The graduating class of the NTC (National Theatre Conservatory) here in Denver is doing it as one of their final two shows this winter. It will be nice to see it onstage. I have only seen the PBS version. And that was years ago.
We had Joe and the newsboy in Fathers and Sons as well! That was one of my all time favorite songs to perform.
"In theater, the process of it is the experience. Everyone goes through the process, and everyone has the experience together. It doesn't last - only in people's memories and in their hearts. That's the beauty and sadness of it. But that's life - beauty and the sadness. And that is why theater is life." - Sherie Rene Scott
The PBS video is clunky (although Barbara Hershey is wonderful as the hooker). I do love much of the music in this show, however.
"Impossible is just a big word thrown around by small men who find it easier to live in the world they've been given than to explore the power they have to change it. Impossible is not a fact. It's an opinion. Impossible is not a declaration. It's a dare. Impossible is potential. Impossible is temporary. Impossible is nothing.”
~ Muhammad Ali
I really like the show, but it's not without problems. No one seems to know how to play "Nobody Tells Me How." Filichia says the authors intended it to be funny, but everyone I've seen play it makes it pitiful. The Mason is a great song, but theatrically it sort of falls flat. The Millworker is really the best piece of writing in the whole show.

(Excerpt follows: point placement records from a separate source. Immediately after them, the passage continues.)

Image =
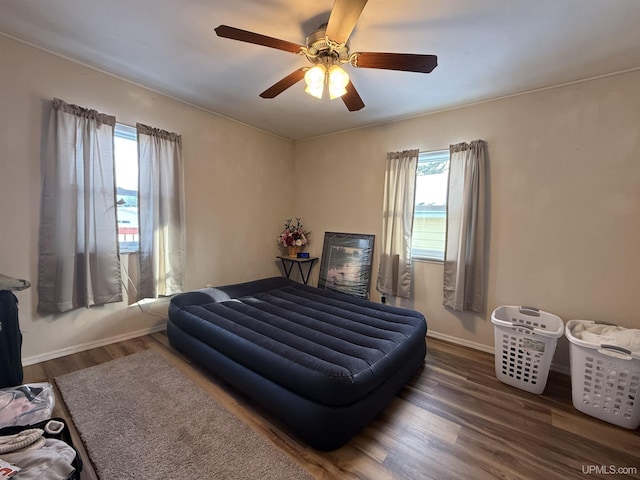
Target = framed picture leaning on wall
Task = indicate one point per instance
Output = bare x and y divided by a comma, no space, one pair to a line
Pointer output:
346,263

No one has mentioned the two best songs in the whole show...
Just a Housewife and If I Could Have Been....
I wish they would update the show again.
"Whenever I get gloomy with the state of the world, I think about the arrivals gate at Heathrow Airport. General opinion's starting to make out that we live in a world of hatred and greed, but I don't see that. It seems to me that love is everywhere. Often it's not particularly dignified or newsworthy, but it's always there - fathers and sons, mothers and daughters, husbands and wives, boyfriends, girlfriends, old friends. When the planes hit the Twin Towers, as far as I know none of the phone calls from the people on board were messages of hate or revenge - they were all messages of love. If you look for it, I've got a sneaky feeling you'll find that love actually is all around."

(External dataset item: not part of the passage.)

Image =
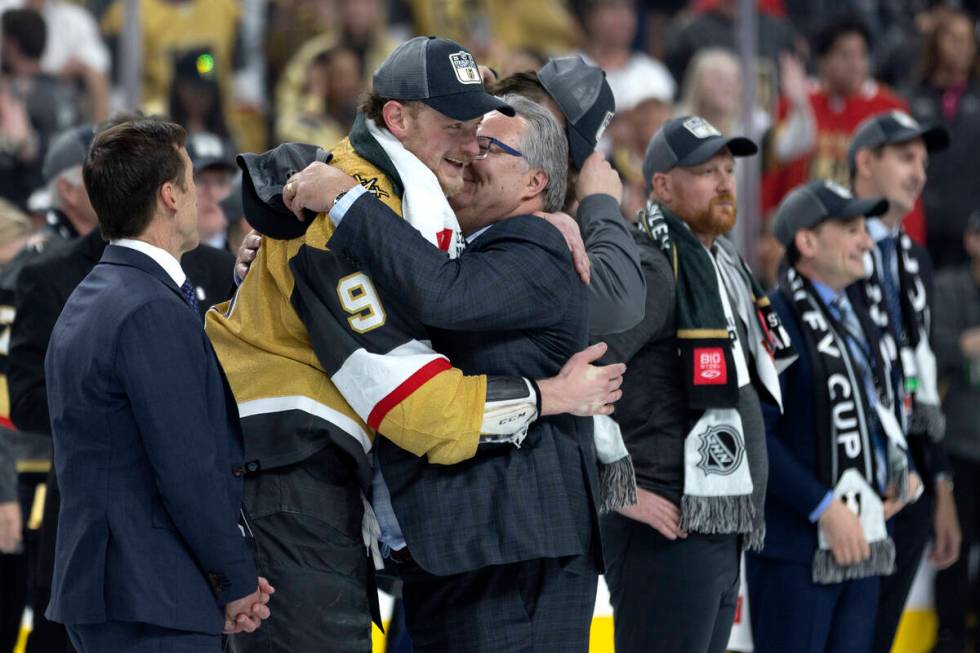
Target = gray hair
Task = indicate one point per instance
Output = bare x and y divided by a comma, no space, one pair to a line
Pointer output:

I worked on a production in early 2002. obviously, 9/11/01 was still fresh in everyone's mind. The final monologue leading into "Something to Point To" - where the steel worker looks at the skyscraper and says that the names of everyone who helped build it should be engraved on the side - really had an impact.
Just a Housewife absolutely killed when we did the show, the girl that sang really did a terrific job, and it helped that our audience was mostly adults who had come out to see the show.
It seems that adults obiviously connect with the show alot more than kids do, but that's understandable.